Le loro quattro esistenze procedono tranquille intervallate dal rito dei pranzi domenicali, rispettati religiosamente con la scadenza di due volte al mese. Tutti i mesi. Non ci sono nipoti, non ci sono compagni, mariti o mogli da portare a casa durante quei pasti abbondanti preparati con dedizione da Michela. Solo loro quattro che vivono come estraniati dal resto del mondo, con un unico elastico immaginario che li tiene legati nonostante conducano vite separate. L’elastico si allarga, di settimana in settimana, ma alla fine li riconduce tutti lì seduti a quel tavolo in sala da pranzo. Ed è proprio in questa pacatezza che all’improvviso si anniderà un dramma inaspettato: Giovanni e Michela contrarranno entrambi una rara sindrome che li metterà a rischio di morte. La malattia di Reiter, che può essere curata con un trapianto di cellule staminali dei parenti più prossimi a patto che siano compatibili. Così Elena e Antonio si sottoporranno a tutte le analisi necessarie, per scoprire che soltanto a lei può essere praticato l’espianto. Da qui, come un violento fulmine in una soleggiata mattina di agosto, apprenderanno la notizia che solo uno dei genitori potrà essere salvato e che la decisione spetta a loro due. Precipitati in questo orrore infernale all’improvviso, all’oscuro di mamma e papà del tutto ignari della situazione, dovranno cercare di fare una cinica scelta decidendo senza pietà su chi lasciare che si abbatta la triste e gelida mietitura della morte.

“Dall’Alto di una Fredda Torre”, critica

Opera prima per Francesco Frangipane che, con “Dall’Alto di una Fredda Torre”, porta sul grande schermo la sua più nota pièce teatrale diretta da lui stesso e scritta dallo sceneggiatore Filippo Gili. Dopo una lunga carriera in teatro, Frangipane sbarca al cinema con una storia che ha le medesime caratteristiche di una tragedia greca, ma ambientata nei giorni nostri. Film girato tra Gubbio e Roma, si sviluppa in tre ambientazioni principali proprio come in uno spettacolo teatrale: la sala da pranzo nella dimora dei genitori, la stanza d’ospedale dove avvengono i colloqui coi medici e la casa di campagna nella quale vive il personaggio di Antonio. Il regista sceglie un solido cast per la rappresentazione di una vicenda dalle tinte fortemente drammatiche, che si sviluppa in un crescendo di tensione e rabbia nei confronti dell’esistenza e dell’imprevedibilità della vita. Sicuramente un buon lavoro, soprattutto trattandosi di un esordio, che però a tratti perde di ritmo e che lascia con alcune domande senza risposta: ad esempio, com’è possibile che due persone adulte e capaci d’intendere che contraggono una malattia non vengano direttamente informate dall’equipe medica, facendo gestire l’intera situazione ai figli?

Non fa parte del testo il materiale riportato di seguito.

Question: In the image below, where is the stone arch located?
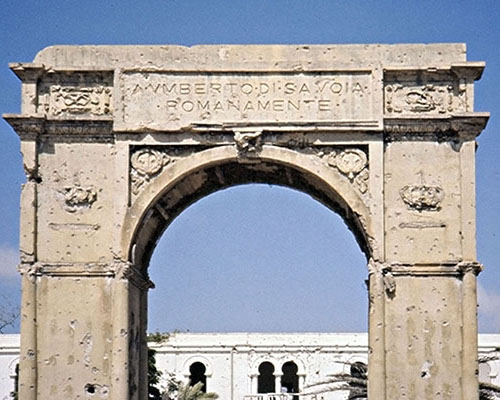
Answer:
[182,356,213,377]
[121,142,377,269]
[5,43,489,400]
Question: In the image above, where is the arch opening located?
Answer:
[189,361,207,393]
[281,361,300,400]
[129,155,372,276]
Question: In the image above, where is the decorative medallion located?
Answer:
[60,185,97,213]
[49,85,111,116]
[399,184,444,211]
[385,82,467,114]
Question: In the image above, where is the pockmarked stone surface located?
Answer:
[4,43,489,400]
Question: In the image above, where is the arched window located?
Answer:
[257,361,276,393]
[189,361,207,393]
[281,361,299,398]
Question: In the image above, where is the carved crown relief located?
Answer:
[384,72,468,115]
[38,72,113,117]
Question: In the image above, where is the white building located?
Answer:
[0,333,500,400]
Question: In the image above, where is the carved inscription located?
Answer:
[384,73,467,114]
[116,71,374,130]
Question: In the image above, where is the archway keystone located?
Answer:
[4,44,488,400]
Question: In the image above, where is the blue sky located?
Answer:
[0,0,500,333]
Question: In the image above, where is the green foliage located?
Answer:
[162,375,219,400]
[148,349,162,400]
[10,364,19,400]
[147,331,170,343]
[306,356,500,400]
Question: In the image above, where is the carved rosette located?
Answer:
[399,184,444,211]
[38,71,113,118]
[384,79,467,115]
[327,148,369,194]
[130,148,171,195]
[59,185,97,213]
[46,85,111,116]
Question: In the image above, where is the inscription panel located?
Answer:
[115,71,379,130]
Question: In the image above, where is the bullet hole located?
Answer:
[85,383,95,395]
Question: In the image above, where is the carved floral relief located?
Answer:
[130,148,171,195]
[384,75,467,115]
[47,85,111,116]
[38,72,113,117]
[327,148,369,194]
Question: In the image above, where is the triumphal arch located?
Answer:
[5,44,488,400]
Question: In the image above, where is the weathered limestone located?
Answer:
[5,44,488,400]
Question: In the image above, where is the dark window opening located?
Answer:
[189,362,207,393]
[281,361,299,400]
[257,361,276,393]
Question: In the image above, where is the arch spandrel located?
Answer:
[121,145,377,267]
[4,44,489,400]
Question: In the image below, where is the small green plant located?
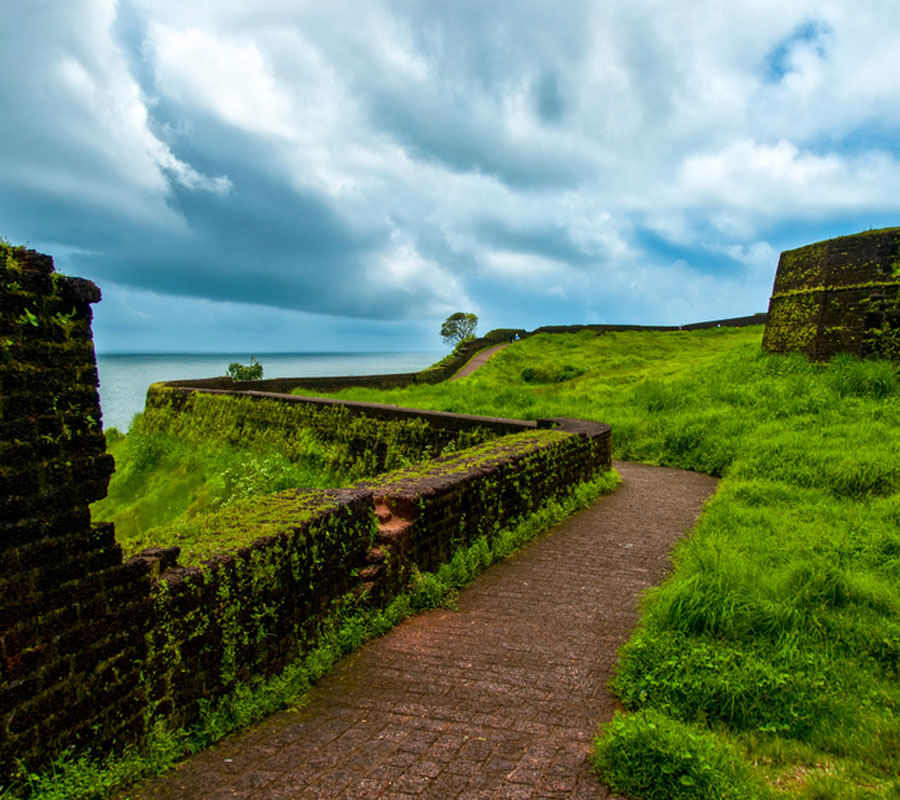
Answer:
[16,308,40,328]
[228,356,262,381]
[441,311,478,347]
[592,709,761,800]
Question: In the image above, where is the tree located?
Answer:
[441,311,478,347]
[228,356,262,381]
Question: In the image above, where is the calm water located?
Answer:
[97,353,444,431]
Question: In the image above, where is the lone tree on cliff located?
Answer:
[441,311,478,347]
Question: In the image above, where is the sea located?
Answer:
[97,352,444,433]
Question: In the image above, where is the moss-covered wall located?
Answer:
[763,228,900,361]
[141,384,506,478]
[0,243,150,783]
[0,243,610,785]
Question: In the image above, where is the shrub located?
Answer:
[228,356,262,381]
[592,709,760,800]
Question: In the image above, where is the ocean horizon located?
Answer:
[97,351,444,433]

Per finire, a differenza della spietatezza tipica delle tragedie, la risoluzione di questa pellicola rimane a finale aperto senza avere il coraggio di infliggere un colpo brutale facendo una scelta.
Questo è sicuramente un lungometraggio che ci pone dinnanzi a dei temi difficili da affrontare e da digerire sui quali evitiamo spesso di interrogarci, nonostante siamo perfettamente consci che un giorno potrebbe capitare a ciascuno di noi di dovercisi misurare. Ci ricorda dell’enorme spada di Damocle che aleggia sopra le nostre teste che, come una ghigliottina, potrebbe rapidamente decapitarci senza pietà all’improvviso. Tre stelle su cinque.